Not very likely. We are talking about at least a dozen men from Jerusalem here, some of them from the royal family. What are the odds that all of them, or even most of them, had a male founder with a different haplogroup than modern descendants from those Jerusalem people who stayed behind. This is silly.

Perego’s DNA shows he is European with a distant male ancestor from East Asia. The DNA of modern Native Americans show they are Native Americans with distant East Asian ancestors. Modern Jews have DNA different than either Perego or modern Native Americans.

So, yes, we don’t know the Founders DNA for the Nephite/Mulekite men with certainty because we haven’t found their graves. But for this argument to have any validity, we have to assume they were all, nor nearly all, from male lines that differed from the male lines of the Hebrews that stayed behind. This is really reaching for straws.

6. A population bottleneck could have eliminated the Hebrew DNA.

Yes it could have. But the scriptural record they say is historical doesn’t record such an event. In fact the Lamanites are so numerous they cover the land at the death of Moroni.

The massive deaths in the 15th Century just before and after European contact among native populations might have bottlenecked out Hebrew DNA evidence. But hundreds of genetic samples have been taken that pre-date the 15th Century population crash have been found and evaluated. They do not significantly alter the DNA picture we get from the living DNA. And none of them have come back Hebrew.

7. Genetic drift could have hidden any trace of Hebrew DNA.

The studies I have read say that the population with a dissapeared DNA trail must be very small for genetic drift to take it out.

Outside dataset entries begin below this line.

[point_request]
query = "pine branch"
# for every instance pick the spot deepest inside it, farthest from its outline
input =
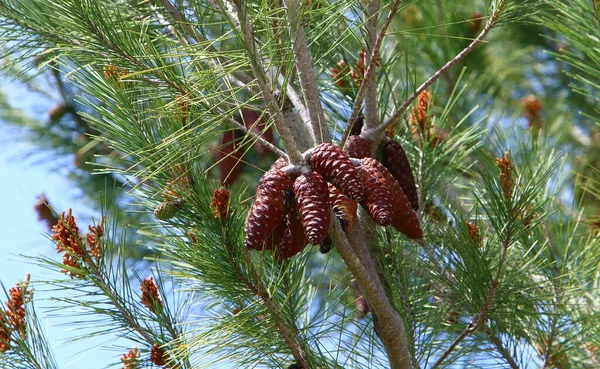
(241, 20)
(461, 55)
(388, 324)
(370, 72)
(238, 78)
(503, 351)
(277, 151)
(370, 81)
(291, 338)
(304, 68)
(482, 316)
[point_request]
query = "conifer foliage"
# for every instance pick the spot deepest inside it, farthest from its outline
(326, 191)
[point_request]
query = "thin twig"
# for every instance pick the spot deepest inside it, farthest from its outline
(370, 82)
(276, 150)
(483, 314)
(291, 338)
(296, 100)
(503, 351)
(307, 77)
(461, 55)
(238, 78)
(388, 324)
(240, 19)
(370, 71)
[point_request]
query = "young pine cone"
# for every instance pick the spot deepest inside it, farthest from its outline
(357, 147)
(343, 208)
(167, 209)
(294, 239)
(326, 245)
(394, 159)
(335, 166)
(274, 239)
(279, 163)
(312, 199)
(378, 196)
(267, 209)
(405, 219)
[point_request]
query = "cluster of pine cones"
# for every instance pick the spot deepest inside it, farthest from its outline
(289, 214)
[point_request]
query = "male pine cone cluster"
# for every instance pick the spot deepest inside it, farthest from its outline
(288, 214)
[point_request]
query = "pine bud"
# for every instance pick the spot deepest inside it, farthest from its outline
(167, 209)
(294, 239)
(279, 163)
(335, 166)
(395, 160)
(507, 182)
(131, 360)
(220, 203)
(267, 209)
(312, 199)
(405, 219)
(149, 296)
(158, 355)
(326, 245)
(357, 147)
(357, 125)
(378, 197)
(343, 208)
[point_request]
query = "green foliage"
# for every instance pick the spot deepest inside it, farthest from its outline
(507, 271)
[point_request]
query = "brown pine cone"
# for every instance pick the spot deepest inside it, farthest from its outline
(405, 219)
(343, 207)
(274, 239)
(294, 239)
(357, 147)
(335, 166)
(379, 201)
(267, 209)
(394, 159)
(312, 199)
(279, 163)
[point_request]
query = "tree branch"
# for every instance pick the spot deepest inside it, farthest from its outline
(369, 72)
(388, 324)
(277, 151)
(370, 82)
(307, 77)
(291, 338)
(240, 19)
(461, 55)
(483, 314)
(503, 351)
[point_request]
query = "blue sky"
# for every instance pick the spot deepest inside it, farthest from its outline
(21, 182)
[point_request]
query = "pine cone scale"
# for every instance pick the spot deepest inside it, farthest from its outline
(335, 166)
(312, 199)
(267, 209)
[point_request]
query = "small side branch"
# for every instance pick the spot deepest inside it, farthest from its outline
(481, 318)
(388, 324)
(240, 19)
(370, 82)
(488, 26)
(307, 77)
(370, 72)
(277, 151)
(290, 337)
(503, 351)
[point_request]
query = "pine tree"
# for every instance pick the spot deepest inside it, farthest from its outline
(452, 235)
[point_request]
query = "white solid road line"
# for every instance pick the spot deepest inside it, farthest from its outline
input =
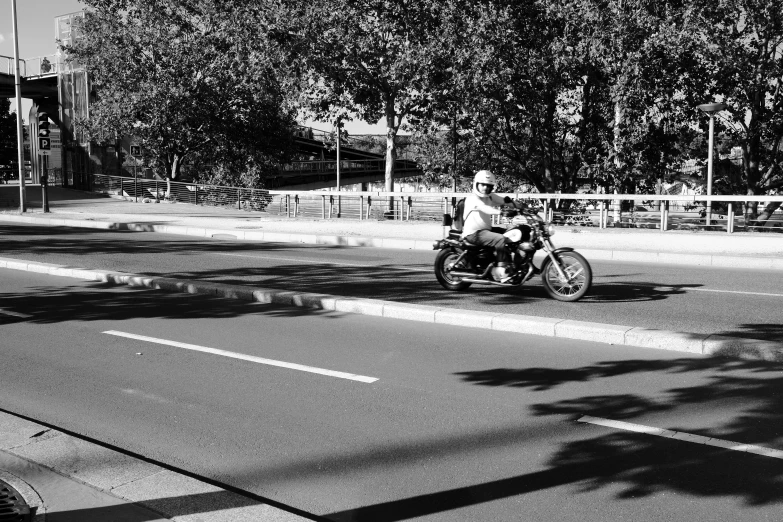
(244, 357)
(276, 258)
(681, 435)
(3, 311)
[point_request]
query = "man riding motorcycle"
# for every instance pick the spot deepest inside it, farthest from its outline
(478, 229)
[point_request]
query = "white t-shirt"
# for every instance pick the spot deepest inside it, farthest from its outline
(478, 211)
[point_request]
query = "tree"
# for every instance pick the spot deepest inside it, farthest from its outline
(8, 143)
(185, 77)
(739, 47)
(370, 58)
(524, 90)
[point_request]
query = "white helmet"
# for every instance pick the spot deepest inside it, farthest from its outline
(485, 177)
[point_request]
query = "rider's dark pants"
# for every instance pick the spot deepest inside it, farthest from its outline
(492, 238)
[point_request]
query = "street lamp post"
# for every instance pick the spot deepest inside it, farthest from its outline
(711, 109)
(339, 203)
(19, 129)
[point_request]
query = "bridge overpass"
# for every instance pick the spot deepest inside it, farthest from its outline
(40, 83)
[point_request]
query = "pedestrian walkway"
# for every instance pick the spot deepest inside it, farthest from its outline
(750, 250)
(68, 479)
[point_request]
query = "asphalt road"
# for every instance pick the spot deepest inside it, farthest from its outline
(461, 424)
(734, 302)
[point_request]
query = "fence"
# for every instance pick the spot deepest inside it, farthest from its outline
(663, 212)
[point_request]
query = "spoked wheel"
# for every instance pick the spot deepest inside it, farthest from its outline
(579, 277)
(443, 261)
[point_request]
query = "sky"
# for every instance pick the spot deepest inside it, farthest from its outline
(35, 22)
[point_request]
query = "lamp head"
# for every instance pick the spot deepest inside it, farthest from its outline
(712, 108)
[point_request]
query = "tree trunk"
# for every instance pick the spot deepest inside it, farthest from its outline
(391, 151)
(617, 205)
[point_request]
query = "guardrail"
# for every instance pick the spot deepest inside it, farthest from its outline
(7, 66)
(663, 212)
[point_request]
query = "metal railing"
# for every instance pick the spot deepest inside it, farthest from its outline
(352, 166)
(663, 212)
(141, 189)
(7, 66)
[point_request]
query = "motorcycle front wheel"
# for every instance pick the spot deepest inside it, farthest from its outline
(579, 277)
(442, 261)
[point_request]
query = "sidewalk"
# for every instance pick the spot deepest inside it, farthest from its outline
(76, 480)
(72, 480)
(72, 208)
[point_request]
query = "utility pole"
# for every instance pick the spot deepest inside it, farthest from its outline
(19, 127)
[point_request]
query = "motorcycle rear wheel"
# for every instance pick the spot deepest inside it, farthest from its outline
(442, 261)
(580, 277)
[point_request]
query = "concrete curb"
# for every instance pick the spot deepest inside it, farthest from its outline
(710, 260)
(704, 344)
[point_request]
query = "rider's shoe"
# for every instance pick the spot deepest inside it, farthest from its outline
(501, 272)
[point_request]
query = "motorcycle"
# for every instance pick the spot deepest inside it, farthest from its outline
(566, 274)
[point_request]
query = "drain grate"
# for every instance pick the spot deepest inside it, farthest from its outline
(13, 508)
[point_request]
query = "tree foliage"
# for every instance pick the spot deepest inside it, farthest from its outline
(185, 77)
(369, 58)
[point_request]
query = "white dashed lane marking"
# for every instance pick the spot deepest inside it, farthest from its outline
(245, 357)
(3, 311)
(683, 436)
(319, 262)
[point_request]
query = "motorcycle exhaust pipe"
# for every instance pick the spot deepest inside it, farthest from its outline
(485, 282)
(462, 274)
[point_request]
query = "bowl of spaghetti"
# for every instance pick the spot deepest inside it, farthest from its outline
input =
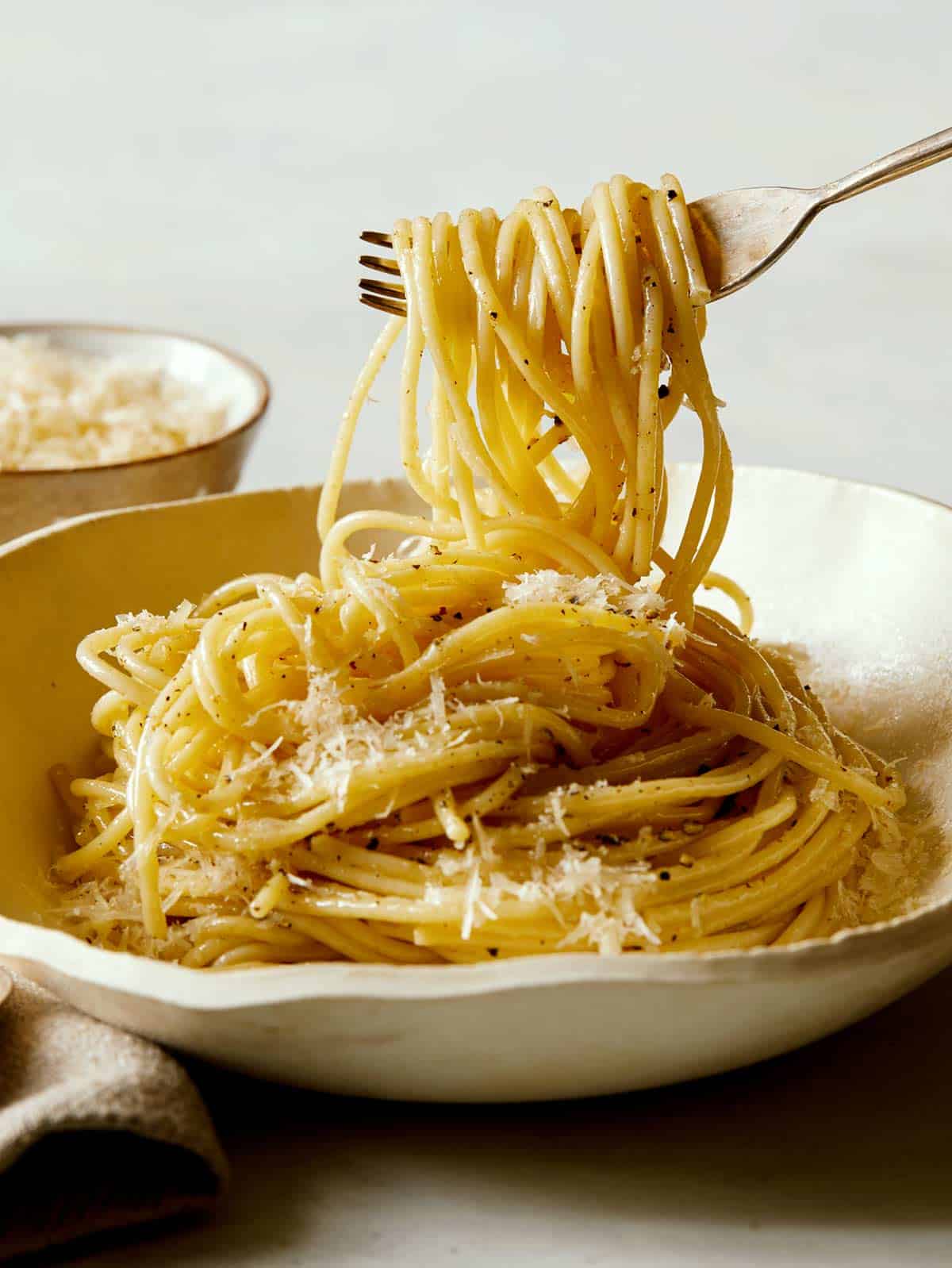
(496, 795)
(94, 417)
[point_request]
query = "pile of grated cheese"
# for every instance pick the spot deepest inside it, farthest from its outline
(61, 409)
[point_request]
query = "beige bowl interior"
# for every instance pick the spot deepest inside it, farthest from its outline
(32, 498)
(857, 577)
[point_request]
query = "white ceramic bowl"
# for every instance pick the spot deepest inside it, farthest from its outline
(32, 498)
(860, 576)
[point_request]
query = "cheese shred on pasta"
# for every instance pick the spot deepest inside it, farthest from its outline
(520, 733)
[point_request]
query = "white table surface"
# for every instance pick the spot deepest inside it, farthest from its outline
(207, 167)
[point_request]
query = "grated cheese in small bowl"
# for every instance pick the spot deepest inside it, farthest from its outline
(61, 409)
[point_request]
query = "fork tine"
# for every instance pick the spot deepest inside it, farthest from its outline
(381, 264)
(388, 290)
(386, 305)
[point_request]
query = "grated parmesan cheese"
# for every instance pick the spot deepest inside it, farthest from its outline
(608, 594)
(63, 409)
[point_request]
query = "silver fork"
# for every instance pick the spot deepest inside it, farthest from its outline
(740, 233)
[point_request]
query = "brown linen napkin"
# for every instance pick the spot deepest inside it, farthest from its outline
(98, 1129)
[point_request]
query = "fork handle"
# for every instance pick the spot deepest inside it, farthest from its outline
(900, 163)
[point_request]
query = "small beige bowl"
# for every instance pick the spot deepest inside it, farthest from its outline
(33, 498)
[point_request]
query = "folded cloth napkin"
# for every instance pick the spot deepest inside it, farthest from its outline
(98, 1129)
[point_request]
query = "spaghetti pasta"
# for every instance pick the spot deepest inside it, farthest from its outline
(519, 732)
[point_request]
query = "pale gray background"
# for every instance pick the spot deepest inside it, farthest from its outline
(208, 167)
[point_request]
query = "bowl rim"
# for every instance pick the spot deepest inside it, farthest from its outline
(237, 359)
(63, 954)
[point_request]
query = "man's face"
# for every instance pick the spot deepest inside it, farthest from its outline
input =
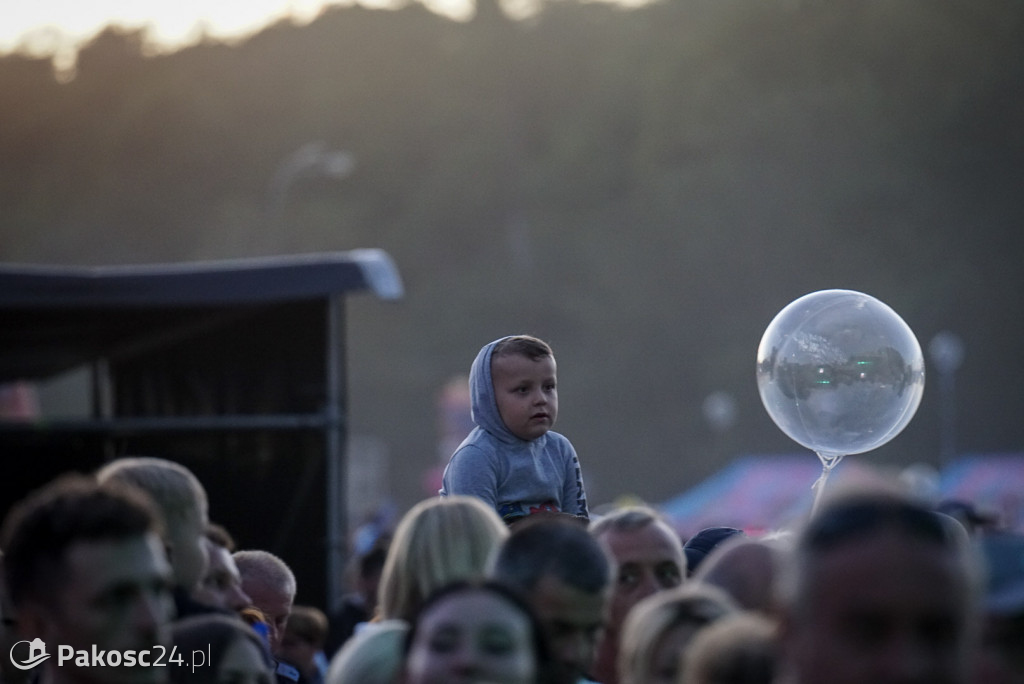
(647, 560)
(526, 393)
(572, 620)
(882, 610)
(221, 587)
(186, 540)
(274, 603)
(115, 595)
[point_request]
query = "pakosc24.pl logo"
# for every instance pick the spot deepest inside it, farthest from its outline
(158, 656)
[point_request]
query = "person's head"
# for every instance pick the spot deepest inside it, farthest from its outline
(369, 570)
(305, 633)
(269, 583)
(738, 648)
(86, 568)
(700, 545)
(181, 501)
(372, 655)
(658, 628)
(438, 541)
(745, 568)
(221, 585)
(647, 558)
(565, 576)
(513, 387)
(878, 590)
(474, 632)
(1001, 655)
(236, 653)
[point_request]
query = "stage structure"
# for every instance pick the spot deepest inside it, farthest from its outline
(237, 369)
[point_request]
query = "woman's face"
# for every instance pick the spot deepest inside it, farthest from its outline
(244, 664)
(472, 636)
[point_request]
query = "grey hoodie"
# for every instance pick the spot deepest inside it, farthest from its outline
(515, 476)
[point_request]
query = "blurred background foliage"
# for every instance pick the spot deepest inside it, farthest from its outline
(643, 187)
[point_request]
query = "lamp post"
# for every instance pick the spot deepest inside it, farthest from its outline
(946, 351)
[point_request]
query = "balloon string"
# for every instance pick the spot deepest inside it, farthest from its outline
(828, 462)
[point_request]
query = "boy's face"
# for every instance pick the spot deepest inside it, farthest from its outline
(526, 393)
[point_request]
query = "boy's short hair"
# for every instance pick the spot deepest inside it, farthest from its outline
(522, 345)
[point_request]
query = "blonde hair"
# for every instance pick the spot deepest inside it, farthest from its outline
(737, 649)
(691, 603)
(437, 542)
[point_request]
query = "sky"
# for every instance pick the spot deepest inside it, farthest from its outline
(54, 27)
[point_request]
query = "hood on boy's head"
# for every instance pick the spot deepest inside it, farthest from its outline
(483, 405)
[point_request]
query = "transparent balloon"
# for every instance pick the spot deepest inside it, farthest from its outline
(840, 373)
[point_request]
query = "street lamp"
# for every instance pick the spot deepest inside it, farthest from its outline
(946, 351)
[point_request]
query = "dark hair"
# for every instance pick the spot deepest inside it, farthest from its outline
(42, 526)
(219, 536)
(863, 515)
(552, 546)
(502, 591)
(856, 515)
(372, 562)
(213, 632)
(523, 345)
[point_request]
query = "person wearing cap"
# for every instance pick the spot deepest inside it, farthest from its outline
(646, 557)
(701, 544)
(879, 590)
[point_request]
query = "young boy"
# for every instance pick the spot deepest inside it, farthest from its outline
(512, 460)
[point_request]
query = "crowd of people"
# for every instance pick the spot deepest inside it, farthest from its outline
(119, 576)
(506, 578)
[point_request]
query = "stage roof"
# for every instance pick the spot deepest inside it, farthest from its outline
(53, 318)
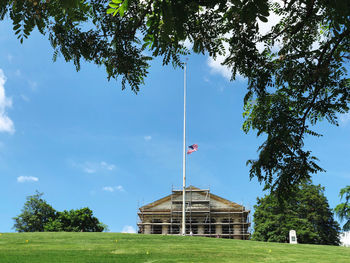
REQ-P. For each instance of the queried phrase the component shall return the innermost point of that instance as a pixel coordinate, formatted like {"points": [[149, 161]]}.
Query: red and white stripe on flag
{"points": [[192, 148]]}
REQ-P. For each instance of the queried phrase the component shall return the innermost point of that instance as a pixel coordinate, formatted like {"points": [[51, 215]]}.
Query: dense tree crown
{"points": [[36, 213], [343, 210], [38, 216], [296, 70], [307, 212]]}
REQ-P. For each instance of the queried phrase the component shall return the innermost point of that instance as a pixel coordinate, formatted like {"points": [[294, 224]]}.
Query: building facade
{"points": [[206, 215]]}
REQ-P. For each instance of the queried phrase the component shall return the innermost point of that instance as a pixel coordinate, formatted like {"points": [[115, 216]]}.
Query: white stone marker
{"points": [[293, 237]]}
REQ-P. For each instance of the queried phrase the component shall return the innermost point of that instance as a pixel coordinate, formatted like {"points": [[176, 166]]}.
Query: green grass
{"points": [[114, 247]]}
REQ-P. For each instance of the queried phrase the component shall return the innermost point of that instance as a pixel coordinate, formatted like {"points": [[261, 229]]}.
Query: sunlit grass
{"points": [[113, 247]]}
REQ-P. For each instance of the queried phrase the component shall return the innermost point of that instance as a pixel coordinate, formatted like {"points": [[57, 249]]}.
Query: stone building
{"points": [[206, 215]]}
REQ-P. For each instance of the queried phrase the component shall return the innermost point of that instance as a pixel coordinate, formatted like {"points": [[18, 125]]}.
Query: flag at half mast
{"points": [[192, 148]]}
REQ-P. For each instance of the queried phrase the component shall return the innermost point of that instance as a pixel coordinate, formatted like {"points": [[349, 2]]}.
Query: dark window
{"points": [[192, 225], [156, 226], [174, 228], [227, 226], [209, 228]]}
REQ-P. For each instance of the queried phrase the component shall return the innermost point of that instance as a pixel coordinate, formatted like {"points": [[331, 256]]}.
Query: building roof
{"points": [[200, 191]]}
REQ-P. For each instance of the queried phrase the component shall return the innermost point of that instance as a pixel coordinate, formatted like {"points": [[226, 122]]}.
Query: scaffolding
{"points": [[204, 216]]}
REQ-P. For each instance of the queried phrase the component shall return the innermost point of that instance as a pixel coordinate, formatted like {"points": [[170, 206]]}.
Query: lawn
{"points": [[115, 247]]}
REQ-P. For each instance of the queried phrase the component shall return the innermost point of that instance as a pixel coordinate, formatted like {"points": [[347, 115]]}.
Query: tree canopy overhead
{"points": [[343, 209], [296, 71]]}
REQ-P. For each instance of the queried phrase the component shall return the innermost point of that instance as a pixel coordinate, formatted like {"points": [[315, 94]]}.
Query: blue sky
{"points": [[82, 141]]}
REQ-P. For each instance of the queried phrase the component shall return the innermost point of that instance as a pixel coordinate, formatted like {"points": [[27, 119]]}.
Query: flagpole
{"points": [[184, 163]]}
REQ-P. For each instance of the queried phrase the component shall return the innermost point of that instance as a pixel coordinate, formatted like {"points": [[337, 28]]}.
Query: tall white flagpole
{"points": [[184, 163]]}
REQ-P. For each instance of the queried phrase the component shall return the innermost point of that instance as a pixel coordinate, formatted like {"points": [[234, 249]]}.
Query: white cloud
{"points": [[25, 98], [107, 166], [147, 138], [18, 73], [344, 119], [9, 57], [112, 189], [128, 229], [24, 179], [33, 85], [94, 167], [6, 124], [215, 64]]}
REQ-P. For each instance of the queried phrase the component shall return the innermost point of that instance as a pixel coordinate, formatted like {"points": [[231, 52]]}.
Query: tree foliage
{"points": [[343, 209], [307, 212], [296, 71], [38, 216], [34, 215], [80, 220]]}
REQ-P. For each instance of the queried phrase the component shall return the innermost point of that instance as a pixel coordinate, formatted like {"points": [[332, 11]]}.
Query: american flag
{"points": [[192, 148]]}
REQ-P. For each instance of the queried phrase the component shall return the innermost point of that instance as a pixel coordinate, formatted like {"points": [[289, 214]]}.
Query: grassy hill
{"points": [[114, 247]]}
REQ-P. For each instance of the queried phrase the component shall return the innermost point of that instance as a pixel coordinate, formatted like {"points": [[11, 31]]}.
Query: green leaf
{"points": [[263, 19], [110, 10]]}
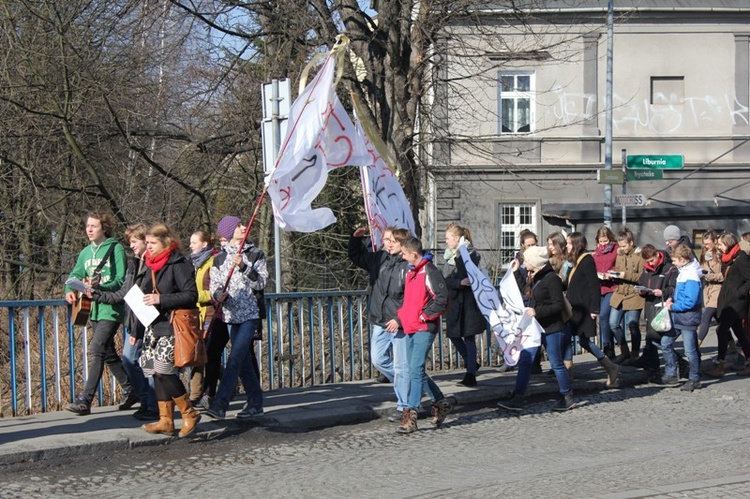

Notice the wording of the article: “When a small population mixes with a large one, combinations of autosomal markers typical of the smaller group become rapidly overwhelmed or swamped by those of the larger. The smaller group’s markers soon become rare in the combined population and may go extinct due to the effects of genetic drift and bottlenecks as described above.” They never say how small the population has to be. According to the scientists, the population has to be smaller than it ever was for the Nephites/Lamanites/Mulekites. There were millions of Nephites/Lamanites/Mulekites spread out over thousands of miles. Genetic drift would have taken over a million years to wipe them out of the DNA record. This isn’t a few dozen marbles in a jar we are talking about.

Conclusion: There are ambiguities in the DNA analysis. The ambiguities do not rise to the level where the Book of Mormon story is plausible as a history. No non-LDS DNA scientist is going to look at the data and conclude that the historicity of the book is likely. At best they will say it is difficult to prove the negative and by bad luck every male child of the Hebrew line might have died at childbirth in some generation and because they can’t prove this tragedy didn’t happen it is possible. But they won’t be joining the Church on that chance.

Elder Oaks’ fear that secular evidence will never prove the Book of Mormon is well founded. His hope that secular evidence will never disprove the book’s historicity is looking increasingly shaky every year as more and more data come in.

It will be nice when we finally move on from the endless debates about historical veracity and appreciate the beauty in the teachings, just like we do with the Bible. A hundred years ago you would be in very serious trouble if you were to try to say out loud in Mormondom that the Book of Genesis was fictional. Now you would be in the majority of educated Mormons, including the Brethren (although they would prefer the term “metaphorical” to “fictional”). Hopefully it doesn’t take us another hundred years to get to that point with the Book of Mormon.